ホンダは先日、2030年までに電動2輪車に合計5000億円を投資することを発表。同年までに30機種の電動モデルを投入することも合わせてアナウンスしました。ホンダはこれまで、電動バイクはリース販売という形式を取ってきましたが、今年からは一般販売をスタート。10月末に開催された全日本モトクロスには電動の「CR ELECTRIC PROTO(シーアール エレクトリック プロト)」を参戦させるなど、電動化を一気に進めてきた印象があります。そこで、今年発売された「EM1 e:(イーエムワン イー)」をもとに同社の電動化戦略の一端を読み解いてみましょう。

EM1 e:が原付一種としてリリースされた理由

「EM1 e:」は、原付一種クラスの電動スクーター。ホンダとしては発売時から一般販売される初めての電動モデルでもあります。同社では、これまで使用済みバッテリーの回収や管理を自社で行うことを理由に電動モデルはリース販売としてきましたが、その回収とリユースのスキームを構築できたことから一般販売が開始されました。

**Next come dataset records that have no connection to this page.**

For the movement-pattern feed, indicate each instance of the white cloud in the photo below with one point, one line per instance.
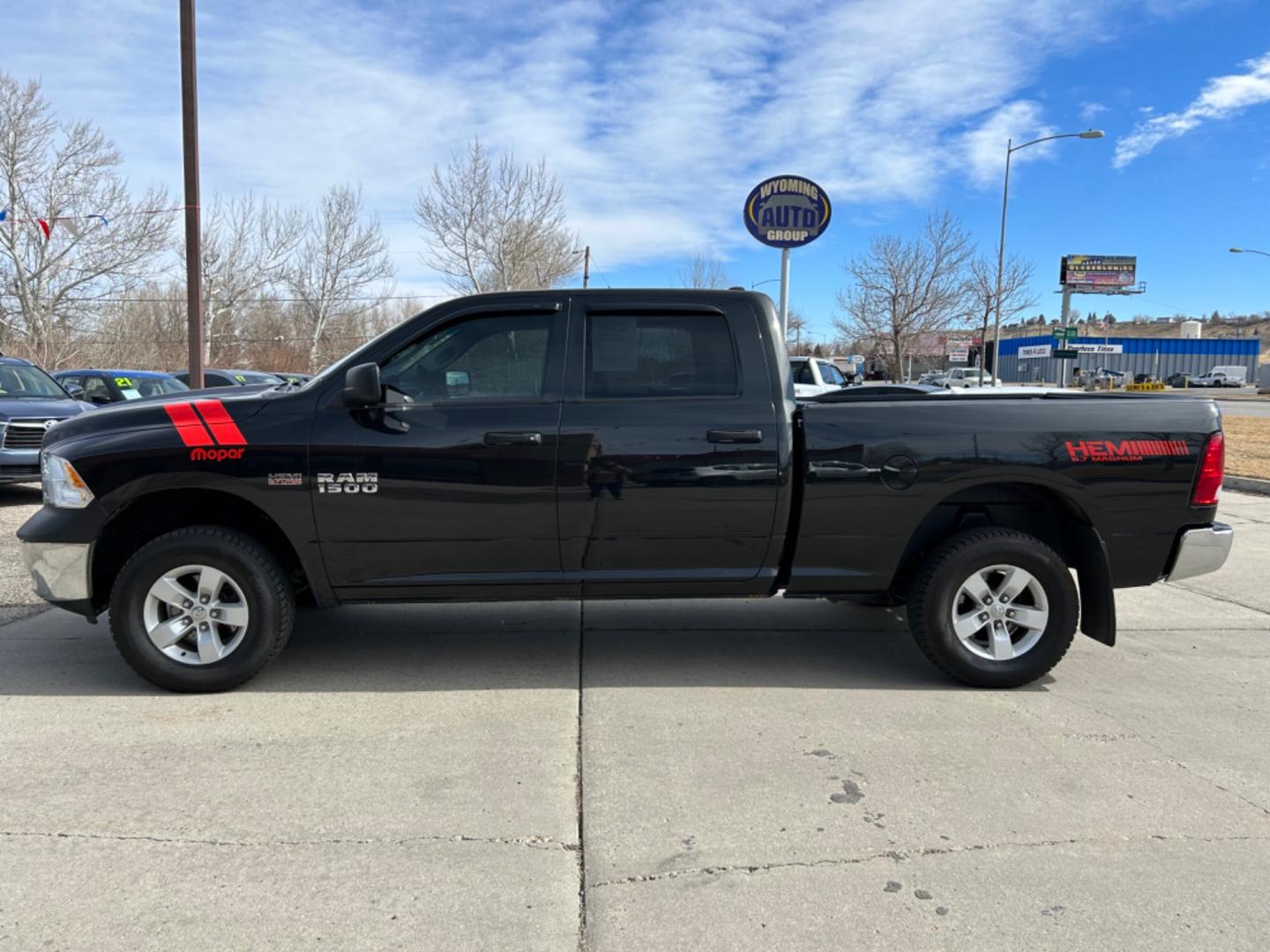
(1222, 97)
(986, 146)
(657, 115)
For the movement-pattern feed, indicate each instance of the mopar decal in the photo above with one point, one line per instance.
(216, 453)
(348, 482)
(206, 423)
(1125, 450)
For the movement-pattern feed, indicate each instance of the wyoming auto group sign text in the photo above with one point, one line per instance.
(787, 211)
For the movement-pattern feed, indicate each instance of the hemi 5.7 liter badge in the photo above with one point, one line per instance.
(348, 482)
(207, 428)
(1124, 450)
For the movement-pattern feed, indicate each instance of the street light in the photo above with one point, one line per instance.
(1001, 248)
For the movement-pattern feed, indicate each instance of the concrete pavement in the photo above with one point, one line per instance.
(730, 775)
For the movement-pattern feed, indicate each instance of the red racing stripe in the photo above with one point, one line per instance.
(188, 426)
(220, 423)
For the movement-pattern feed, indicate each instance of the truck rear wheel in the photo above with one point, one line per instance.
(993, 608)
(201, 609)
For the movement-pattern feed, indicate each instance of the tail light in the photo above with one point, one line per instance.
(1212, 465)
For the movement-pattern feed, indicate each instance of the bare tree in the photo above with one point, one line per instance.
(704, 271)
(496, 227)
(1016, 294)
(796, 328)
(248, 245)
(71, 234)
(907, 288)
(342, 270)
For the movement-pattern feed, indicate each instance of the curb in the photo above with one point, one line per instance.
(1246, 484)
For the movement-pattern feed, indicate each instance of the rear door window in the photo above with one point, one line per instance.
(831, 374)
(95, 390)
(641, 355)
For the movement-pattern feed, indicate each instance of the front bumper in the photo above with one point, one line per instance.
(1201, 551)
(61, 573)
(19, 465)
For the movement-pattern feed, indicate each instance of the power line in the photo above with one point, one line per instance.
(245, 303)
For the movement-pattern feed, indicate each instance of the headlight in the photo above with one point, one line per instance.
(64, 487)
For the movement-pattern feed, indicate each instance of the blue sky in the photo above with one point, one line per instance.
(661, 117)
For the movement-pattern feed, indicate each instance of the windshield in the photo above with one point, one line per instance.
(254, 377)
(25, 381)
(138, 387)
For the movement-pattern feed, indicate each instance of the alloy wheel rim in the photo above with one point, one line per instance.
(1000, 612)
(196, 614)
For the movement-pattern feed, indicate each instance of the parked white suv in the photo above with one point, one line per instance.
(814, 376)
(969, 377)
(1233, 376)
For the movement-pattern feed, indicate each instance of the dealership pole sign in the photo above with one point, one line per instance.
(787, 211)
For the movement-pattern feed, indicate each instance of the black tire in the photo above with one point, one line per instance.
(257, 573)
(935, 591)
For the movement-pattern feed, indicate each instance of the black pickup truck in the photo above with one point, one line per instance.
(616, 444)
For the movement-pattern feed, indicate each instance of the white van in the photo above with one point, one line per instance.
(1229, 376)
(969, 377)
(814, 376)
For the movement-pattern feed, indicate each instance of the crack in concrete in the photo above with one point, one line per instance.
(534, 842)
(902, 856)
(1222, 599)
(578, 788)
(1168, 755)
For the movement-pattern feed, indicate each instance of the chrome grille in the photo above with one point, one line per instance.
(26, 433)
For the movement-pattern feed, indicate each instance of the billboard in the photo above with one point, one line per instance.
(1093, 271)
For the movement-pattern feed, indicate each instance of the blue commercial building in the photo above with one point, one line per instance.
(1032, 358)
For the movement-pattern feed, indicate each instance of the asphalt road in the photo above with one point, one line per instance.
(1244, 407)
(648, 776)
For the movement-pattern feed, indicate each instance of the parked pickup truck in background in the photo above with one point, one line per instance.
(616, 444)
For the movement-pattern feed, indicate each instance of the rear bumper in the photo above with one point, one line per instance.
(1200, 551)
(61, 574)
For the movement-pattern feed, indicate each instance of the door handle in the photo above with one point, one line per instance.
(735, 435)
(513, 439)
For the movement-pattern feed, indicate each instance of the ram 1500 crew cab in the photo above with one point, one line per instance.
(616, 444)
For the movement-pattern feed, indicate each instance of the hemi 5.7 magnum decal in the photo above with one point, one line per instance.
(1124, 450)
(206, 427)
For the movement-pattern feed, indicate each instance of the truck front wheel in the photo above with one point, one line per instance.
(993, 608)
(201, 609)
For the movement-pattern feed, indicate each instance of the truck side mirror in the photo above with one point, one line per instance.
(362, 386)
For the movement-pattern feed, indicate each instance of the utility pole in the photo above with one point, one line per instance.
(193, 228)
(1067, 303)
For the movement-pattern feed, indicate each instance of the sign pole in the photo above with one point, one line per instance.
(785, 291)
(190, 146)
(787, 211)
(1067, 305)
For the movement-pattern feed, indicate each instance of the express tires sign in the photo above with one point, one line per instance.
(788, 211)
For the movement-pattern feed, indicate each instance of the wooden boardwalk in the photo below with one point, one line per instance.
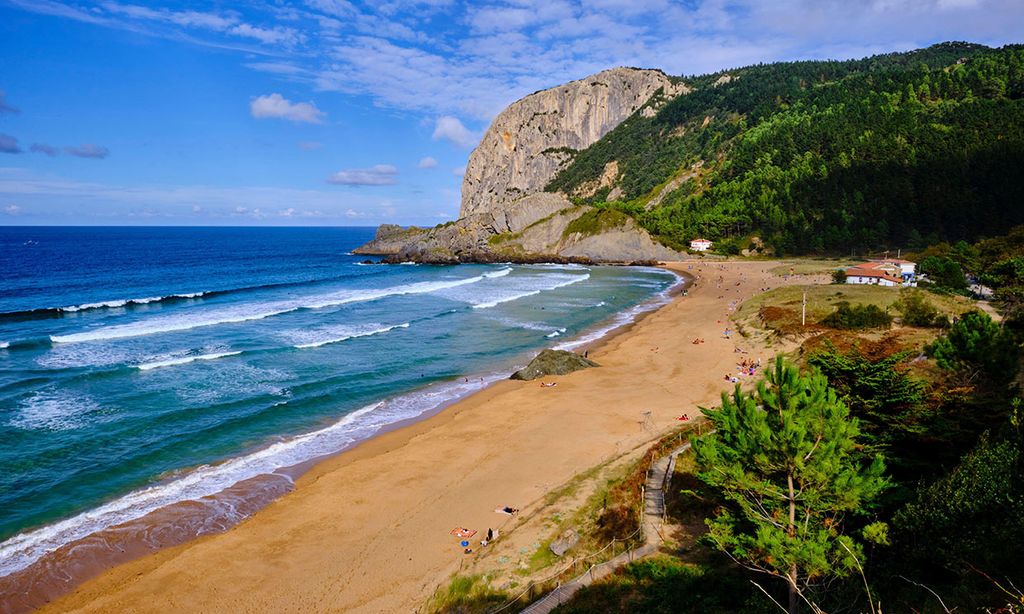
(653, 522)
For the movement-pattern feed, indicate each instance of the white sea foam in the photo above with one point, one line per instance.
(184, 360)
(352, 335)
(622, 318)
(520, 289)
(53, 410)
(25, 549)
(242, 313)
(125, 302)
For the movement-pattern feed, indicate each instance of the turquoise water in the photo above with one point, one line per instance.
(144, 366)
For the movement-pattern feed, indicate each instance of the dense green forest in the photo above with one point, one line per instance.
(901, 149)
(906, 456)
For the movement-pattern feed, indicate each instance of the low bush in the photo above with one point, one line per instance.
(858, 316)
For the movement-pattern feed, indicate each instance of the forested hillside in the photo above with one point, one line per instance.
(901, 149)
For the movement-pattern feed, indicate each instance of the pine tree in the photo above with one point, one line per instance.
(784, 461)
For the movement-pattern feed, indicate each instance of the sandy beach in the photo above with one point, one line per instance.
(369, 530)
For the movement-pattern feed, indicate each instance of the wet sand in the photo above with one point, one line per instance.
(369, 530)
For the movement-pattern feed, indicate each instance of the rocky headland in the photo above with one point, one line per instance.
(505, 214)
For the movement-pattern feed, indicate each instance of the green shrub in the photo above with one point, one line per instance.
(596, 221)
(857, 316)
(919, 312)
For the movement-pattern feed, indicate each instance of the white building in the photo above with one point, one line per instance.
(906, 268)
(866, 273)
(700, 245)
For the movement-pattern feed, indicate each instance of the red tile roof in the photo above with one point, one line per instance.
(870, 271)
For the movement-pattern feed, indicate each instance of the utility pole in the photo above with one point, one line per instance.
(803, 313)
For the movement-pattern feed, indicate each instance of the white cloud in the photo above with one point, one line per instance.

「EM1 e:」の車体とバッテリー、専用充電器をセットにしたメーカー希望小売価格は29万9200円
従来からある「ベンリィe:」「ジャイロe:」「ジャイロキャノピーe:」の電動モデル3車種も一般販売がスタート

近年は、原付一種クラスよりも原付二種のほうが販売台数を伸ばしていますが、原付一種として発売した理由について、このモデルの開発責任者である電動事業開発本部の後藤香織さんは「これまでバイクに乗っていなかった人たちに乗ってもらいやすいよう、普通免許で乗れる原付一種にしました」と語っています。

写真右端が開発責任者の後藤香織さん

主に近くの駅までの通勤や、近距離での移動を想定し、「電動アシスト自転車以上、ガソリンバイク未満」の乗り物として開発したとのこと。そのため、国土交通省届出値(30km/hでの一定走行)で53km、WMTCクラス1の数値ではスタンダードモードで41.3km、電力消費を抑えるECONモードでは48kmとされています。すでにバイクに乗っている人からすると、物足りないスペックかもしれませんが、バイクに乗る人の裾野を広げようという狙いがわかると、このマシンの位置づけが見えてきます。

EM1 e:は交換可能なバッテリーを採用

搭載されるバッテリーは「Honda Mobile Power Pack e:(以下、モバイルパワーパック)」と呼ばれる交換式のもの。車体から取り外して充電できるほか、充電済みの「モバイルパワーパック」と交換することで、充電にかかる時間を費やすことなく移動を続けられるメリットがあります。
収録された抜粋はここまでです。